Answer:Sites.Selected and Lists.SelectedOperations.Selected follow the principle of least privilege:

  • Sites.Read.All: Grants access to ALL sites in the tenant

  • Sites.Selected: Only grants access to explicitly approved sites

  • Lists.SelectedOperations.Selected: Only grants access to explicitly approved document libraries

Benefits:

  • Administrators control exactly which sites or libraries are accessible

  • Each grant is auditable and revocable

  • Meets enterprise security requirements

  • Aligns with zero-trust principles

Why do I need GroupMember.Read.All for permission sync?

Answer: SharePoint permissions often reference Entra ID (Azure AD) groups. To sync these permissions to Unique, the connector must:

  1. Read the permission entry (group ID)

  2. Expand the group to get member list

  3. Map members to Unique users

Without GroupMember.Read.All, group-based permissions cannot be synchronized.

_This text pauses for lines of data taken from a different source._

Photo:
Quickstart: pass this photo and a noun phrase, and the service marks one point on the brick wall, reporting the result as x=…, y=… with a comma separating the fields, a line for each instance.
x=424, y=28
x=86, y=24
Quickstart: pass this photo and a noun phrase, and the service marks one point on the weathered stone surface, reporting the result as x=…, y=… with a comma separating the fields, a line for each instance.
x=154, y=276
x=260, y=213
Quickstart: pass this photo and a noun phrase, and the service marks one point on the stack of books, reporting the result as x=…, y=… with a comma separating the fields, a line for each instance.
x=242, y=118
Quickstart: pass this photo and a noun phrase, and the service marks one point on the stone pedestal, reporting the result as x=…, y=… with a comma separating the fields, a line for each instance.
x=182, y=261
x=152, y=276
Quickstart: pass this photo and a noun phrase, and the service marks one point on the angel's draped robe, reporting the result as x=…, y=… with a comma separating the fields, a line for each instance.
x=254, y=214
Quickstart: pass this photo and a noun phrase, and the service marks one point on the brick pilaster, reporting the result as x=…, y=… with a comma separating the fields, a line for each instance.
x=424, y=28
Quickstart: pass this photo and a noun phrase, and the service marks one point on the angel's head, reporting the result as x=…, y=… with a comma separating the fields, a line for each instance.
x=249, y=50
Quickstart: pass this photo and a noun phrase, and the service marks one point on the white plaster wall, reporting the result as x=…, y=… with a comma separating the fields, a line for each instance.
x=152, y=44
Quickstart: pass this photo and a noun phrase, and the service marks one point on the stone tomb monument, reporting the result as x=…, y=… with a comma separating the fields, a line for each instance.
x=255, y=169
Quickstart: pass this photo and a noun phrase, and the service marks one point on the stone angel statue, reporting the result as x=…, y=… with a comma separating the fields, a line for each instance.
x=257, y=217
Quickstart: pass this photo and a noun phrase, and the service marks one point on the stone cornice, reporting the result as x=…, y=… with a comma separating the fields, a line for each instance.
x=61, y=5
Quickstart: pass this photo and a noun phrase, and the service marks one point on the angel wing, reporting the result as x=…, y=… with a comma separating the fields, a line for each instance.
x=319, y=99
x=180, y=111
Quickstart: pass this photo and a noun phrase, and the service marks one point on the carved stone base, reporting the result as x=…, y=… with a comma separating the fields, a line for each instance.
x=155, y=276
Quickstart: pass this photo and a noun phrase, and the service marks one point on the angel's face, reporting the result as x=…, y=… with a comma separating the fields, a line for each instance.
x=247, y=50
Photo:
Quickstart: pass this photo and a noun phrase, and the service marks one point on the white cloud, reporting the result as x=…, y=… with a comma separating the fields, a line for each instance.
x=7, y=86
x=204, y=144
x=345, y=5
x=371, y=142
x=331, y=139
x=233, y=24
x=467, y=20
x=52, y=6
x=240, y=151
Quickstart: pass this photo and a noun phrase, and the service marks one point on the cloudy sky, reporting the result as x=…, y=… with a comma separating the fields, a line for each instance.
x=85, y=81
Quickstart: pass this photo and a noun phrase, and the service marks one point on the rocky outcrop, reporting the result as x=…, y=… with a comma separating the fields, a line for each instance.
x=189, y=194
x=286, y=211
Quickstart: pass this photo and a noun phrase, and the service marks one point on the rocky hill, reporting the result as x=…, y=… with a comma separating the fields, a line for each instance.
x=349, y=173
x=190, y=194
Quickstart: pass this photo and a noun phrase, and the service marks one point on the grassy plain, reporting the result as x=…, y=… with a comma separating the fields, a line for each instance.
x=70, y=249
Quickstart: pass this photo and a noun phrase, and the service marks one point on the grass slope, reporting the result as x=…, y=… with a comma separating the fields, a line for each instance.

Why can't I read SharePoint site group members?

Answer: SharePoint site groups have a visibility setting: "Who can view the membership of the group?"

If this is not set to "Everyone", the connector cannot read group members.

Solutions:

  1. Set group visibility to "Everyone"

  2. Add the app principal as a group member/owner

  3. Grant Full Control to the app principal

How do public and private SharePoint sites affect Everyone permissions?

Answer: Private and public sites can behave differently for tenant-wide visibility:

  • Private site: Access is typically limited to explicit members/owners/visitors.

  • Public site (org-visible): SharePoint can include tenant-wide principals such as Everyone except external users for read visibility.

The connector intentionally does not expand tenant-wide principals (Everyone, Everyone except external users) during permission sync. This avoids broad permission replication into Unique and can create a visible difference between SharePoint and Unique access behavior.

Configuration

What are the two ways to configure sites?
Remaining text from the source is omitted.